Jestem wolnym człowiekiem (śmiech). Tak duże organizmy i korporacje, jak PKO Bank Polski, ograniczają w jakimś sensie indywidualną wolność, nakazują, co wypada, a czego nie wypada zrobić, bo będzie źle postrzegane. Przygotowywałem się zresztą do mojej obecnej sytuacji, bo jasne było, że nie będę do końca życia ani do emerytury (w zależności od tego, co będzie pierwsze) prezesem PKO BP.
A co teraz? Realizuję się w wielu projektach, od takich pro publico bono, po komercyjne. W jakimś sensie wróciłem do mojej natury. Zawsze byłem ciekawy świata, nowych rzeczy. W związku z tym staram się je dotykać, poznawać, zrozumieć, a także wspierać doświadczeniem, radą, spokojem. Czasami dostaję pytania, jak mnie przedstawić na konferencji. Odpowiadam, że triadą: menedżer, strateg i innowator.

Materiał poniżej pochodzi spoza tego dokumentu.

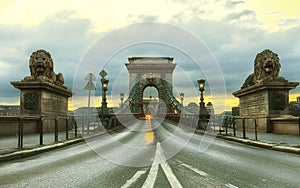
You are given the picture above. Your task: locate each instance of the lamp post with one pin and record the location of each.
(122, 98)
(203, 114)
(104, 83)
(181, 98)
(90, 77)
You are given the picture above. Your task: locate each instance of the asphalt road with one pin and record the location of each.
(154, 154)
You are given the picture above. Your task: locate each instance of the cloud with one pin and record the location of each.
(248, 15)
(232, 4)
(66, 38)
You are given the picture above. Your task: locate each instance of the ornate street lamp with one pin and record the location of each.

Dlaczego zrezygnował Pan z fotelu szefa PKO BP w 2021 roku? Krążyło wiele spekulacji.
Profesor Marek Belka użył kiedyś sformułowania, że nie chce się kopać z koniem. Wydaje mi się, że moja sytuacja dotycząca odejścia była podobna. W pewnym momencie uznałem, że nie jestem w stanie dostarczyć wartości dla ludzi, których zaangażowałem i zachęcałem do pracy w PKO BP. Zawsze starałem się chronić, żeby te elementy związane z zewnętrznym światem poza bankiem, zwłaszcza politycznym, nie docierały do nich. Wydaje mi się, że byłem w tym skuteczny. A to, że bycie prezesem PKO BP jest trudną rolą, świadczy los moich licznych już następców.

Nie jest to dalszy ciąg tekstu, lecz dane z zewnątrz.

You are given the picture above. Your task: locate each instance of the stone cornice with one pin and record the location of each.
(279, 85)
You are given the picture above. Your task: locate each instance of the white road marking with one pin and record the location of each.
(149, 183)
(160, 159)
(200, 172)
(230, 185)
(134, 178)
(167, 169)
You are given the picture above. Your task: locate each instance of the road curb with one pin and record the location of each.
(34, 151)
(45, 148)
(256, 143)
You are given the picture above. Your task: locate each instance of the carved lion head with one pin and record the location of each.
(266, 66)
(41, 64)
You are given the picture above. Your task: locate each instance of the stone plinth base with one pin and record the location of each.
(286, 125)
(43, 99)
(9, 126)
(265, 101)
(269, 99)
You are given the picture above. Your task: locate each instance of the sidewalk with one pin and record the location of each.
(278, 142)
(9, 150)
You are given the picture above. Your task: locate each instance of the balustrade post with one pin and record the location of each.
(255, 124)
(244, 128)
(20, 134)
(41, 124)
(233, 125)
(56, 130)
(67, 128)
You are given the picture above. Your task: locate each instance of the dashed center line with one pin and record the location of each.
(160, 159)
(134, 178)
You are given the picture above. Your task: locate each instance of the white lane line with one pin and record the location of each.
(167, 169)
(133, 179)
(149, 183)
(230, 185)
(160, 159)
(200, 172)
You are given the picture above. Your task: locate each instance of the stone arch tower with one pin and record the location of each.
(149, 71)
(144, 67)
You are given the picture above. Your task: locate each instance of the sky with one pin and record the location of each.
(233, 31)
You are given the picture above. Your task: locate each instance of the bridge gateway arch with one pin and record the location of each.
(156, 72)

No właśnie, przez ponad dekadę stworzył pan w PKO BP mocną, merytoryczną drużynę menadżerów. Czy teraz nie boli pana, nie szkoda panu tego banku, patrząc na pędzącą karuzelę personalną na pozycji prezesa?
Nie jestem i nie byłem jego właścicielem, tylko wynajętym menedżerem. Starałem się w jak najlepszy sposób motywować ludzi, zachęcać do zaangażowania, rozwoju. Natomiast nie byłem w stanie zapewnić nikogo, że tak będzie do końca świata i jeden dzień dłużej.
Zmiany w PKO BP w niektórych segmentach są głębokie, mogą spowalniać jego rozwój, ale nie dotyczą tego całego, wielkiego okrętu. Proszę zauważyć, że po dwóch latach od mojego odejścia kierunek wyznaczony w czasie mojej pracy nie został zmieniony. Dlaczego? Bo to nie jest tak, że strategię stworzył jeden czy kilku genialnych ludzi. Udało się stworzyć silną, liczną grupę menedżerską myślącą strategicznie, która hartowała się w trakcie tworzenia i realizacji kilku strategii w trakcie mojego prawie dwunastoletniego przewodzenia PKO. Kładłem silny nacisk na osiąganie zakładanych celów, sprawstwo w działaniu i stawianie sobie coraz ambitniejszych celów. Wychodzenie poza tradycyjną bankowość. I to się udało!